人気ブログランキング |

照明のあゆみ(4)

アルガン式ランプの誕生

18世紀末、それまで数千年にわたってほとんど変化のなかった照明技術がにわかに動きを見せました。きっかけはラヴォワジエが発見した「燃焼理論」でした。燃焼には燃える物質(炭素)と「酸素」が必要だということで、これはいわゆる学問的な影響だけではなく、照明技術に大きな影響をおよぼしたのです。

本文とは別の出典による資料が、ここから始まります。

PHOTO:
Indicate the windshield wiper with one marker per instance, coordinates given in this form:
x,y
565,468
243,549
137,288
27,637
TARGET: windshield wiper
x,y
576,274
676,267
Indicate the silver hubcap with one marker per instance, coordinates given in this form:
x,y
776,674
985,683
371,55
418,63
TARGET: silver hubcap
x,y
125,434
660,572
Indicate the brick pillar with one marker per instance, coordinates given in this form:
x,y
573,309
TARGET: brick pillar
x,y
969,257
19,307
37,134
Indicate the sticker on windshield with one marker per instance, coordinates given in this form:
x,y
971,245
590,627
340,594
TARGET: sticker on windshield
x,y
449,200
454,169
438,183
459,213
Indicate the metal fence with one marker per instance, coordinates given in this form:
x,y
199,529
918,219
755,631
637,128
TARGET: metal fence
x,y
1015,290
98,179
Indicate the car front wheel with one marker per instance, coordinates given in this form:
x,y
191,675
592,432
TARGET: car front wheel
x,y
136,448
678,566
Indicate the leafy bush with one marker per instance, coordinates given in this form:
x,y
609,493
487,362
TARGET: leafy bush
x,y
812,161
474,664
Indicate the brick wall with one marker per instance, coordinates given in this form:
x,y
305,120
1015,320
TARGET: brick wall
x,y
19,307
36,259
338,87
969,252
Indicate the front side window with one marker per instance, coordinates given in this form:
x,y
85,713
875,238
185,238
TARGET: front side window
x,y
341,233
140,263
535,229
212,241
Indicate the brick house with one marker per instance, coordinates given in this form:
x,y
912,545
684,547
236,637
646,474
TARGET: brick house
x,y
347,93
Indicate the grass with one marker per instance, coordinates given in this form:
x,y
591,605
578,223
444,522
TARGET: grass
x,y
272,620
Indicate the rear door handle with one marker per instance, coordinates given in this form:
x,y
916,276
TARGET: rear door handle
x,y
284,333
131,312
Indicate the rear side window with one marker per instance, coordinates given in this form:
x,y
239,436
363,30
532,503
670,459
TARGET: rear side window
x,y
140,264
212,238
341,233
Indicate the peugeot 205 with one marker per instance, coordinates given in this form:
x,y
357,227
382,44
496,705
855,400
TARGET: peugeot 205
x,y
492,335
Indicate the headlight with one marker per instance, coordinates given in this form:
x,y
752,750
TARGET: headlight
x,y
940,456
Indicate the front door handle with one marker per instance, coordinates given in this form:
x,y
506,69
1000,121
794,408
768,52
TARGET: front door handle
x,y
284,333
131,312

つまり、ランプの設計にもこの理論が取り入れられました。焔の部分にこれまで以上の空気がとおるように工夫がなされるようになり、ついにラヴォワジエの理論から約10年後にアルガン(スイスの科学者)が新しい形のランプを発表しました(イギリスでは1784年)。いま我々がアンティーク照明の世界で「オイルランプ」とよんでいるもの(下図)がまさにそれです。当時はまだ石油から照明用油がとれていない時代なので、燃料は違います(主に植物油)が、姿かたちはほぼ当時に完成したと言っていいものです。

灯芯を平面にしたうえでそれを丸めた形(煙突状)にし、その外側と内側からともに空気に触れるようにしています。

このために光の量は以前と比べて格段に飛躍しました。当時の書物には「同じようなサイズのものなら、以前のランプに比べて明るさは10倍!」とコメントしたものまであったようです。(もっとも当時はまだその光によってできる影の濃さで明るさを比べていたようで、全然あてにならないコメントですが。)

f0150177_13344773.jpg


このアルガン式ランプ(イギリスでは「コルザランプ」と呼ばれていた)が偉大だったのは、その明るさだけではありません。この形式になってから人々は競ってランプの意匠や材料に凝りはじめました。ロウソクを使った系統の照明器具はそれなりに進化していましたが、ランプのほうはこのアルガン式になってからやっとその歩みを始めたと言って良いでしょう。明るく輝きすぎる(!)灯芯を隠すために美しい布やガラスのシェードもこの時期に作られ始めたのです。

f0150177_13292043.jpg


そしてそれらの多くが、その後の照明器具の原型となりました。アルガンの発明から約1世紀あとのエジソンが電球を作り出すときでさえ、どうやらその形をこのアルガン式ランプのホヤから連想しているらしいことを考えると、アルガンはその後の照明の歴史に計り知れない影響を及ぼしているのです。